Neste caso específico aplica-se o direito do consumidor, pois o condutor do veículo é usuário do serviço prestado pela empresa responsável que deve assegurar a regular prestação dos serviços garantidores da segurança e manutenção da via pública. Este é o entendimento de nossos Tribunais pátrios :
APELAÇÃO CÍVEL - ACIDENTE VEÍCULO - ANIMAL NA PISTA - CONCESSIONÁRIA DE SERVIÇOS RODOVIÁRIOS - RESPONSABILIDADE OBJETIVA - DEVER DE RESSARCIR OS DANOS MATERIAIS DECORRENTES DO ACIDENTE. - "Conforme jurisprudência desta Terceira Turma, as concessionárias de serviços rodoviários, nas suas relações com os usuários, estão subordinadas à legislação consumerista. Portanto, respondem, objetivamente, por qualquer defeito na prestação do serviço, pela manutenção da rodovia em todos os aspectos, respondendo, inclusive, pelos acidentes provocados pela presença de animais na pista. Recurso especial provido." (STJ, REsp 647710/RJ, Ministro CASTRO FILHO, 30/06/2006) - Recurso provido em parte.(TJ-MG - AC: 10647120011455001 MG, Relator: Veiga de Oliveira, Data de Julgamento: 28/05/2013, Câmaras Cíveis / 10ª CÂMARA CÍVEL, Data de Publicação: 07/06/2013)

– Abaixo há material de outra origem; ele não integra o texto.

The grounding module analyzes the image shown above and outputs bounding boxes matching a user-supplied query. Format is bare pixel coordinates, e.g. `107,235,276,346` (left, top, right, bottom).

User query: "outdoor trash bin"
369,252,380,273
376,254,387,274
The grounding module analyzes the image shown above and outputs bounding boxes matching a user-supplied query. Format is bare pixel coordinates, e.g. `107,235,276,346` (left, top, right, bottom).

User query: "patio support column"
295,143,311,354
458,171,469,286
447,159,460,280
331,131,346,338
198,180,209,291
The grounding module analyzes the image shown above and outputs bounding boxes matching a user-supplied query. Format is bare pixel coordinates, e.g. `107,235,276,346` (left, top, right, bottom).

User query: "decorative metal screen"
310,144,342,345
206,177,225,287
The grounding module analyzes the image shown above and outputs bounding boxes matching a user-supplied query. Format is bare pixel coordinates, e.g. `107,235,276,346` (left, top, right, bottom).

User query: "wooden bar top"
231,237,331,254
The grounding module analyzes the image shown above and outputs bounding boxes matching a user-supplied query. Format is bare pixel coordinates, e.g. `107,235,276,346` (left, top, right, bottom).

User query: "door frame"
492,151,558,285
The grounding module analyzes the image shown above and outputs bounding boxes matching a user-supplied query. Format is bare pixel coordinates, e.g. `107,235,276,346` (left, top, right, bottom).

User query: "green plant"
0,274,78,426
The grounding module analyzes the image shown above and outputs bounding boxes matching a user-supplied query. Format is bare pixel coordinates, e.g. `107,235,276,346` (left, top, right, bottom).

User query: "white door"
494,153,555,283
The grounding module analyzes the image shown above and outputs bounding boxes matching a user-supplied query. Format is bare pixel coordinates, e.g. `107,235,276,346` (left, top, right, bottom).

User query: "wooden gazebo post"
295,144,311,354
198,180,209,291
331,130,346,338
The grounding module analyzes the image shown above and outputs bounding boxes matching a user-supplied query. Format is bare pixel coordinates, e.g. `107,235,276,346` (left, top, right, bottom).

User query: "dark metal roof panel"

Neste aspecto, tornou-se clássica em nosso direito a lição pela qual a simples presença de animais na pista coloca em risco a segurança dos usuários da rodovia. Dessa forma, as concessionárias devem responder pela falha na prestação do serviço, na forma do previsto no Código de Defesa do Consumidor, cabendo a elas aplicar as medidas preventivas de apreensão dos animais que estejam vagando soltos pelas vias públicas.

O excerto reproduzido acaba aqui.